KÖNIGSLINIE

Neue Schweden-Fähre geht auf Rügen in Betrieb

Stena Line hatte die kürzeste Verbindung von Deutschland nach Schweden im Frühjahr geschlossen. Jetzt lässt sie die Reederei FRS wieder aufleben.
Der Katamaran im Fährhafen Sassnitz-Mukran kurz vor dem Ablegen.
Der Katamaran im Fährhafen Sassnitz-Mukran kurz vor dem Ablegen. Benjamin Lassiwe
Zur offiziellen ersten Fahrt kam auch MV-Verkehrsminister Christian Pegel (SPD, rechts).
Zur offiziellen ersten Fahrt kam auch MV-Verkehrsminister Christian Pegel (SPD, rechts). Benjamin Lassiwe
AM Donnerstag startete die neue Fähre nach Schweden erstmals vom Hafen Sassnitz-Mukran.
AM Donnerstag startete die neue Fähre nach Schweden erstmals vom Hafen Sassnitz-Mukran. Benjamin Lassiwe
Die „Skane Jet” benötigt nur zwei Stunden und 30 Minuten von Rügen nach Schweden.
Die „Skane Jet” benötigt nur zwei Stunden und 30 Minuten von Rügen nach Schweden. Benjamin Lassiwe
Sassnitz.

Die neue Schweden-Schnellfähre hat am Donnerstag den Verkehr zwischen Sassnitz-Mukran auf Rügen und Ystad in der südschwedischen Provinz Schonen aufgenommen. Am frühen Morgen legte der Hochgeschwindigkeits-Katatamaran der Flensburger Reederei FRS erstmals mit Fahrgästen von Sassnitz ab und setzt damit die Tradition der 111 Jahre alten „Königslinie” als kürzester Verbindung zwischen Deutschland und Schweden fort.
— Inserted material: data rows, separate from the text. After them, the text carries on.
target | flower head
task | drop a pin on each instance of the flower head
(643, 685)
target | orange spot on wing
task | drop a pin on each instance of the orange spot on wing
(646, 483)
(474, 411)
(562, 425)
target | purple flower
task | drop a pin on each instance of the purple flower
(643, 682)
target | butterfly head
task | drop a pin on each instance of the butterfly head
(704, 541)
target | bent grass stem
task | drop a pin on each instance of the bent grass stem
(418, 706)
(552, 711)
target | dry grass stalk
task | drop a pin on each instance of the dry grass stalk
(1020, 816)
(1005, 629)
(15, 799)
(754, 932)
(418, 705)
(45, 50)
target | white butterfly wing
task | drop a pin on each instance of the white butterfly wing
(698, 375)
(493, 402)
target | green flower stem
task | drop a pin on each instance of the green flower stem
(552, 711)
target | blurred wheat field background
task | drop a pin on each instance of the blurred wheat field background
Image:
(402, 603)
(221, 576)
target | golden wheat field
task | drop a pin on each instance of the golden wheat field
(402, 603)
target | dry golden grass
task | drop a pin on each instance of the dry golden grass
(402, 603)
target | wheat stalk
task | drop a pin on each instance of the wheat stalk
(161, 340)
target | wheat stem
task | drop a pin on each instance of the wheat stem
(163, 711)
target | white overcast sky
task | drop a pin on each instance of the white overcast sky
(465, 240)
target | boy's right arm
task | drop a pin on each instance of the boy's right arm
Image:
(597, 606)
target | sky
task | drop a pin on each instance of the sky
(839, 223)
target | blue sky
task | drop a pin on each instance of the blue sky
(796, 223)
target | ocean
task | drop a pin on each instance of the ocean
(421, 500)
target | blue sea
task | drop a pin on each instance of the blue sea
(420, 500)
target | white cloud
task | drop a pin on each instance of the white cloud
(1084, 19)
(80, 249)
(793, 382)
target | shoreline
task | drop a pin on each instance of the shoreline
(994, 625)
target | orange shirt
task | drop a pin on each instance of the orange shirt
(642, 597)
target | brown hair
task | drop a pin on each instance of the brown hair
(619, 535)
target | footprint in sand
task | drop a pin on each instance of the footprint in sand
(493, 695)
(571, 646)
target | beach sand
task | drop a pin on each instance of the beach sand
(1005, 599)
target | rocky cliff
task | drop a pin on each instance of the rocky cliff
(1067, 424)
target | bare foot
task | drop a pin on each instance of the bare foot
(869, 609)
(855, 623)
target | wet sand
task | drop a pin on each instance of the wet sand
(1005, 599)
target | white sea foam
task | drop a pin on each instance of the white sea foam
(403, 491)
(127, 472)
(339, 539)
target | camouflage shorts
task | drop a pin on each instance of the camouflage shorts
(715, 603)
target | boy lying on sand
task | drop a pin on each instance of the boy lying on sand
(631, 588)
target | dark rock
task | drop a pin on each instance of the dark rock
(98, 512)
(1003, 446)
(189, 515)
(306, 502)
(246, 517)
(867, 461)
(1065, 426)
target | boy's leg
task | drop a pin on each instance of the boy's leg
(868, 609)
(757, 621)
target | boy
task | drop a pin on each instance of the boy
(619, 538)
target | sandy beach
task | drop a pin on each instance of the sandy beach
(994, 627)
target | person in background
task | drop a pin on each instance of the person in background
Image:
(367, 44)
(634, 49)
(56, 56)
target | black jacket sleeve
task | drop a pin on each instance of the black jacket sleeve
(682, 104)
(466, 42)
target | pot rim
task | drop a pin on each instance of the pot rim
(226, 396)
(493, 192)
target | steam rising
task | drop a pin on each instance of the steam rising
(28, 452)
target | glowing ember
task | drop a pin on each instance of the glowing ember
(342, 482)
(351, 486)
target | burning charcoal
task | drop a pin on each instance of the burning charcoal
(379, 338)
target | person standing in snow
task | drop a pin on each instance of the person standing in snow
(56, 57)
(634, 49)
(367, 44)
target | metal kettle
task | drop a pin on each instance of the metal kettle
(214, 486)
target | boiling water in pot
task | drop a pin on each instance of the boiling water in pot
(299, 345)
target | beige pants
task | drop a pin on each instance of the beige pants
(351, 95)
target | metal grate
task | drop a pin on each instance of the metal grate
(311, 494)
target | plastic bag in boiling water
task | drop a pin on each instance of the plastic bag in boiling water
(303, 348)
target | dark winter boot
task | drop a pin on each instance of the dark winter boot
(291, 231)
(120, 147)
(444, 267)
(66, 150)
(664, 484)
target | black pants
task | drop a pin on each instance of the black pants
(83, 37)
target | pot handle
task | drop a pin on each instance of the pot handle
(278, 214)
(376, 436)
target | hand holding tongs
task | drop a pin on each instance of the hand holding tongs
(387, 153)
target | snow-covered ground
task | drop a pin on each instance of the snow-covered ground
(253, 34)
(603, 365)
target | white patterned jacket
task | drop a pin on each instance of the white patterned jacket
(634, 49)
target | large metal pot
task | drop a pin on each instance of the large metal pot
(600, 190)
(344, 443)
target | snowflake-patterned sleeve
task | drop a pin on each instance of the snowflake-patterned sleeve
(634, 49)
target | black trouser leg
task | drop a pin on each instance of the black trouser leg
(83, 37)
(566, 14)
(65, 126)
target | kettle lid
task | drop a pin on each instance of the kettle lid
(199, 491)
Verkehrsminister Pegel: "Tolle neue Chance"

Die Reederei Stena Line hatte die Route im Frühjahr geschlossen und das unter anderem mit Auswirkungen der Corona-Pandemie begründet. Bürger hatten eine Petition zum Erhalt der "Königslinie" gestartet.

Mecklenburg-Vorpommerns Verkehrsminister Christian Pegel (SPD) würdigte die neue Strecke als „tolle neue Chance“ für die Insel Rügen. Die neue Fährverbindung halbiere die Fahrzeiten nach Schweden beinahe. Man hoffe nun auf touristische Verkehre und Paketangebote, um Touristen aus Schweden nach Rügen zu bekommen. Pegel kündigte an, dass das Land gemeinsam mit dem Tourismusverband nun eine Werbekampagne in Skandinavien führen werde. „Wir werden die Linie stärken und wir werden sie aufpäppeln“, sagte Pegel.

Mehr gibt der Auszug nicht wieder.